Given that it can target WGPU I'm really wondering why OpenCL isn't included as a backend. One of my biggest complaints about GPGPU stuff is that so many of the solutions are GPU only, and often only target the vendor compute APIs (CUDA, ROCm) which have much narrower ecosystem support (versus an older core vulkan profile for example).
It's desirable to be able to target CPU for compatibility, debugging, and also because it can be nice to have a single solution for parallelizing all your data heavy work. The latter reduces mental overhead and permits more code reuse.
Makes sense. And indeed, having OpenCL as a backend would be a very interesting extension.
A lot of things happen at compile time, but you can execute arbitrary code in your kernel that executes at compile time, similar to generics, but with more flexibility. It's very natural to branch on a comptime config to select an algorithm.

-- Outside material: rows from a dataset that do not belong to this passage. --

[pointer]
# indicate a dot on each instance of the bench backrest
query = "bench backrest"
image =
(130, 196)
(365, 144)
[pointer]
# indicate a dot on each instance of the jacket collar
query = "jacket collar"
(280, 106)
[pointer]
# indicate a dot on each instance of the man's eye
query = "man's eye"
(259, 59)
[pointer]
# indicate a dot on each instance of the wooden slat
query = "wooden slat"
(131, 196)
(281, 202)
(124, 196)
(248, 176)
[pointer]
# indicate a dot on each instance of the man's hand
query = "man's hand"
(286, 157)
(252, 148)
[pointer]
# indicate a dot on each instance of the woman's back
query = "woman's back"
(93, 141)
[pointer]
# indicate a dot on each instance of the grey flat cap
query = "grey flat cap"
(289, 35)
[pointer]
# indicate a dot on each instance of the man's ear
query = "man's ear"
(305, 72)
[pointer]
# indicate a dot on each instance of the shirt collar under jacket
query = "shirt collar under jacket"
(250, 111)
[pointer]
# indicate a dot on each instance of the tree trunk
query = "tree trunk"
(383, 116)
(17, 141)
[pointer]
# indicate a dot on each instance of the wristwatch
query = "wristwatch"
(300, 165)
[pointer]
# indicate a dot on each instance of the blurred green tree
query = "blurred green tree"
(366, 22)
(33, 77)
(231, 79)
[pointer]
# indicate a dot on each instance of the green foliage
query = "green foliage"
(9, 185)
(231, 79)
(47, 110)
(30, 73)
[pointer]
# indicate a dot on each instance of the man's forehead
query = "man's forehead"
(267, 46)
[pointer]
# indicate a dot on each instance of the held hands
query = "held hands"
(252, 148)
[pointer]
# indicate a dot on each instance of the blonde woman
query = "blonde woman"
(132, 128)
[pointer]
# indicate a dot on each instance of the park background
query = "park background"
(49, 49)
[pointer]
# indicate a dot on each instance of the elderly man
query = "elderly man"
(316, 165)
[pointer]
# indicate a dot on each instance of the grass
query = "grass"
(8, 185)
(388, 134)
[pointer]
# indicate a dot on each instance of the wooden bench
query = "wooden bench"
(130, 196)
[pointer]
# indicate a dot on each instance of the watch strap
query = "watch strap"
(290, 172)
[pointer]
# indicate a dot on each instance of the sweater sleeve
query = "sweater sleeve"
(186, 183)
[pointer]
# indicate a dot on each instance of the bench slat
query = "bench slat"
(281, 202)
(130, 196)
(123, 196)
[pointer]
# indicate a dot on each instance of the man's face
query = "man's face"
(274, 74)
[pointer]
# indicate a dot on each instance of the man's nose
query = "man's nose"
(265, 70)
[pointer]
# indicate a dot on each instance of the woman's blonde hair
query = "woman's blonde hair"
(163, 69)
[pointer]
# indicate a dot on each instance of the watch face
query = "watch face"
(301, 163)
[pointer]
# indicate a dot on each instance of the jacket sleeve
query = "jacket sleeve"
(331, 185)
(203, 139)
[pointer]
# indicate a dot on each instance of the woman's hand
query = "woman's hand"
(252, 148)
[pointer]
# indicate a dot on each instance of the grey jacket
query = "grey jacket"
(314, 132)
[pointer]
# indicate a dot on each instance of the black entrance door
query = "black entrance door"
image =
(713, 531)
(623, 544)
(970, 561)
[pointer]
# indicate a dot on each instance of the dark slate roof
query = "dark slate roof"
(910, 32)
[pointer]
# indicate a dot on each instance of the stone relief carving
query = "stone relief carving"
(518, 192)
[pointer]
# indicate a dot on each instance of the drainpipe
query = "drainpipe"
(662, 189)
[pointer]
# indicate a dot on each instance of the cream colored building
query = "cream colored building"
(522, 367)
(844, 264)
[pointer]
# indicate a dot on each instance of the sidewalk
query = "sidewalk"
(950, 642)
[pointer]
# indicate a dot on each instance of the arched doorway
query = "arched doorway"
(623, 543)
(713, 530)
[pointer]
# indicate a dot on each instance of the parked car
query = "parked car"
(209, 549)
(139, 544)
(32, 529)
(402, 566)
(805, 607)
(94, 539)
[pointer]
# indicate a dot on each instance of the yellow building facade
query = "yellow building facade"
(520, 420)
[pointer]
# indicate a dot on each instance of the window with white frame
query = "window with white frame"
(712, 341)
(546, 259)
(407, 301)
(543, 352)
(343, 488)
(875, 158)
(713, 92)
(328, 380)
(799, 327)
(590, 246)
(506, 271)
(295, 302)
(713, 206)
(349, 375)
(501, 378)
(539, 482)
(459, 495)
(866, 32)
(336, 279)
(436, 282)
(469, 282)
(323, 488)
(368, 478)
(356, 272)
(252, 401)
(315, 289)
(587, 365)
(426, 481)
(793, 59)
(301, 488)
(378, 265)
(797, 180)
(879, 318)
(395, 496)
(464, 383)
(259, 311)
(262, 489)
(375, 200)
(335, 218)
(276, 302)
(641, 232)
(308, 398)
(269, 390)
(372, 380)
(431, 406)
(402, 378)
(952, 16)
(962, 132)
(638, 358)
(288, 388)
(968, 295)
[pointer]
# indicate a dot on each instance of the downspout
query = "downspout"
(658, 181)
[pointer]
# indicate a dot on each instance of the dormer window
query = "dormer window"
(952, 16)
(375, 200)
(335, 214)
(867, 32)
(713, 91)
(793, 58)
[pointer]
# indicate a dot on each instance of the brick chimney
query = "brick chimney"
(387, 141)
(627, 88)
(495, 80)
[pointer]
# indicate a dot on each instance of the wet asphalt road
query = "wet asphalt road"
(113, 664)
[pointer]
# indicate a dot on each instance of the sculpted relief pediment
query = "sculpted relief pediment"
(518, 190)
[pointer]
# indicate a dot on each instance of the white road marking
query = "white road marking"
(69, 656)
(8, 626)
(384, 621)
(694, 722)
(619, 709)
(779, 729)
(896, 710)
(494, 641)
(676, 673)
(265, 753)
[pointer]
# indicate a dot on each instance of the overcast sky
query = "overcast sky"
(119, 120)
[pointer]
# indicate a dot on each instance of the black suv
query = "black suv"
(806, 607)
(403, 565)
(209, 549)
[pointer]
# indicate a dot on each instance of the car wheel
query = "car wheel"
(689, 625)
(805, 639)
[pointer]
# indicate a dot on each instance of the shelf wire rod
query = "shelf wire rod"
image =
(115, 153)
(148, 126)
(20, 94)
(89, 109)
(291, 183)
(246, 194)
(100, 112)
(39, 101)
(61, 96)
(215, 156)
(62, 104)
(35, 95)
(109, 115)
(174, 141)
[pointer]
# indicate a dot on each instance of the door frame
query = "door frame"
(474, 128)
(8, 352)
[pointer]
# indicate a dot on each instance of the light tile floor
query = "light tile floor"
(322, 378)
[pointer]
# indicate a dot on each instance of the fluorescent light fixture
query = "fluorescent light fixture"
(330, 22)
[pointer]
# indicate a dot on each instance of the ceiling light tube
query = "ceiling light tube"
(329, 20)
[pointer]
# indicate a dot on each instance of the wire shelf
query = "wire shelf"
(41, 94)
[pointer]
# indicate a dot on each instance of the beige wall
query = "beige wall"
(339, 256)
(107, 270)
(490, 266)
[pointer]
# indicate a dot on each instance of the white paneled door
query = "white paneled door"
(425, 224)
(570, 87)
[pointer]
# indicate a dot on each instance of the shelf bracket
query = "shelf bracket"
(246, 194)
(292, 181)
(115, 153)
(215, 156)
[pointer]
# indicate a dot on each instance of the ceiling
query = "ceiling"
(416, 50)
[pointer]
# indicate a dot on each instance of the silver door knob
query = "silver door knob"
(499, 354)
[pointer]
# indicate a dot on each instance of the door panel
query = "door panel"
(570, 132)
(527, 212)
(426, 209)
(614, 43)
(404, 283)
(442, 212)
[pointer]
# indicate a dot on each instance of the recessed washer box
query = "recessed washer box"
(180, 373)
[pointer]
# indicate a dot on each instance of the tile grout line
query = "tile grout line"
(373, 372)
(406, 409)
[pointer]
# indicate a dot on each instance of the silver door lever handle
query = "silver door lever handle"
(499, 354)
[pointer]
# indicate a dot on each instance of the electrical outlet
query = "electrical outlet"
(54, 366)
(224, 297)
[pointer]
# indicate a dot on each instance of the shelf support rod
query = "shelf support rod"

See also this overview for how it compares to other projects in the Rust and GPU ecosystem: https://rust-gpu.github.io/ecosystem/
Surprised this doesn't mention candle: https://github.com/huggingface/candle
I don't think that fits; that's a ML framework. The others in the link are general GPU frameworks.
Where is the Metal love…
Why would anyone love something born out of pure spite for industry standards?
To be fair, the industry standards all suck except for CUDA.
For the same reason CUDA and ROCm are supported.
Apple is known to be not that great contributor to open source, unlike Nvidia, AMD, Intel.
You should check Linus opinion on those.
Also, to whom do you have to thank LLVM exists in first place, and has not fizzled out as yet another university compiler research project?
It also compiles directly to MSL, it is just missing from the post title.
No it compiles indirectly through wgpu, which means it doesn’t have access to any Metal extensions not exposed by the wgpu interface.
I am the coder of the MSL dialect for the CubeCL CPP compiler. Since 0.5 release it directly compiles to MSL and support simdgroup matrix functions for instance. It does use wgpu for the runtime but without naga as we added msl pass through to wgpu just for this.
From the moment I understood the weakness of my flesh, it disgusted me. I craved the strength and certainty of steel. I aspired to the purity of the Blessed Machine.